L’ancien sénateur Gustavo Petro a confirmé qu’il participerait aux réunions organisées par le bureau du procureur colombien et le bureau du procureur général afin de fournir davantage d’informations sur le réseau présumé d’exploitation sexuelle des femmes au sein du Congrès, mais il conditionne la fourniture de preuves en échange de la garantie de la sécurité des victimes.
«Ils veulent m’interviewer, bien sûr je vais assister aux rendez-vous avec le bureau du procureur et le bureau du procureur général lundi et mardi virtuellement parce que je suis hors du pays. Je fournirai les informations dont je dispose tant que cela ne porte pas atteinte à l’intégrité des victimes», a-t-il écrit sur son compte Twitter.

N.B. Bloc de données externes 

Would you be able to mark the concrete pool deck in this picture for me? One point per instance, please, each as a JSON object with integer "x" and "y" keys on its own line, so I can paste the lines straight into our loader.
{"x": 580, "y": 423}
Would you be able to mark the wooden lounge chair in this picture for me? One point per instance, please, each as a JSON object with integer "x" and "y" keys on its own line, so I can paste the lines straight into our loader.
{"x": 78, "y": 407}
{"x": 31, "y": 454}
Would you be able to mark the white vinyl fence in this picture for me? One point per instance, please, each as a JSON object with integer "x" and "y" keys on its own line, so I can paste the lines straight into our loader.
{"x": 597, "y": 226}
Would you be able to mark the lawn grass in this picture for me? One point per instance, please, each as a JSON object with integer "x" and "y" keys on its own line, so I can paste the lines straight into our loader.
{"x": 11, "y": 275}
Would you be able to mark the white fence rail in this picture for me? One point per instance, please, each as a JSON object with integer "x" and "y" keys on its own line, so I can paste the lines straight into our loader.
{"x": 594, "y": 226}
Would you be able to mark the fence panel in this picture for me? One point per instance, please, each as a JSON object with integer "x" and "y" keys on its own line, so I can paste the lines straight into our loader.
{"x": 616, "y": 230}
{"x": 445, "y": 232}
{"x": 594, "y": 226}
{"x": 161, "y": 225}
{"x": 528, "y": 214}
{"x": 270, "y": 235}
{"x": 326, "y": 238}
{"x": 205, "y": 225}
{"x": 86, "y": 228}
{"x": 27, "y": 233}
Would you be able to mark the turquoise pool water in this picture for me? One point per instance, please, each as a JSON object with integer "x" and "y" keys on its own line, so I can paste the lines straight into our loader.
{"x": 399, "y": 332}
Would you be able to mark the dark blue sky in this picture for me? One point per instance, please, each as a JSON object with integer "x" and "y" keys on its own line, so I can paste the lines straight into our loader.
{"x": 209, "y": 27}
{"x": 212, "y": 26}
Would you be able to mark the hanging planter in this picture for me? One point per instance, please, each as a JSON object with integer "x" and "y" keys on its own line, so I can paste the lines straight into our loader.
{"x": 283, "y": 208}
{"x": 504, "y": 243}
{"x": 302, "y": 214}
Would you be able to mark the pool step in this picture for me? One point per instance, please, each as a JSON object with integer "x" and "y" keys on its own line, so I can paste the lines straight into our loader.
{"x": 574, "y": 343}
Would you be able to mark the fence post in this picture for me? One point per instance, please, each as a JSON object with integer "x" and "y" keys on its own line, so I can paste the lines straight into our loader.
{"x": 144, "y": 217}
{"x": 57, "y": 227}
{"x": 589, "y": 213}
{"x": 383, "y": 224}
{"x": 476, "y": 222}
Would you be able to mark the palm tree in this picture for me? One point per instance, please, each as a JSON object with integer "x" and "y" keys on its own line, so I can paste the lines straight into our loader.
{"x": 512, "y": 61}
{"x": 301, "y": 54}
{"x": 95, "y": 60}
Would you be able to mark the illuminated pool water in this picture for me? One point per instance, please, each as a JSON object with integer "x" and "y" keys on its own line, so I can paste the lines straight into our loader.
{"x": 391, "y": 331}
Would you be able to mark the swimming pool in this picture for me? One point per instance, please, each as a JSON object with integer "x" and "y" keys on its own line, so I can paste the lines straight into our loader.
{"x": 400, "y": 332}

M. Bolívar, qui était jusqu’en 2022 membre du Movimiento Alternativo Indígena y Social (MAIS), s’est félicité de «l’intérêt» que sa plainte a suscité au niveau national, car elle fait pression sur les agresseurs pour qu’ils cessent leurs activités pendant que des enquêtes sont en cours.
«Les femmes doivent vivre dans une société où leur dignité est respectée, elles méritent de vivre sans crainte et elles doivent être valorisées pour leurs capacités, leurs talents et leurs compétences», a souligné Mme Bolívar, qui a utilisé ses réseaux sociaux pour rappeler qu’elle dénonce cette situation depuis 2018.
Elle a toutefois regretté de ne pas avoir eu d’écho jusqu’à présent, alors qu’il y a quelques jours elle dénonçait ces prétendues agressions lors d’une interview pour le magazine «Semana». Elle y raconte que des femmes ont été embauchées pour des tâches administratives, mais qu’elles ont fini par être agressées sexuellement.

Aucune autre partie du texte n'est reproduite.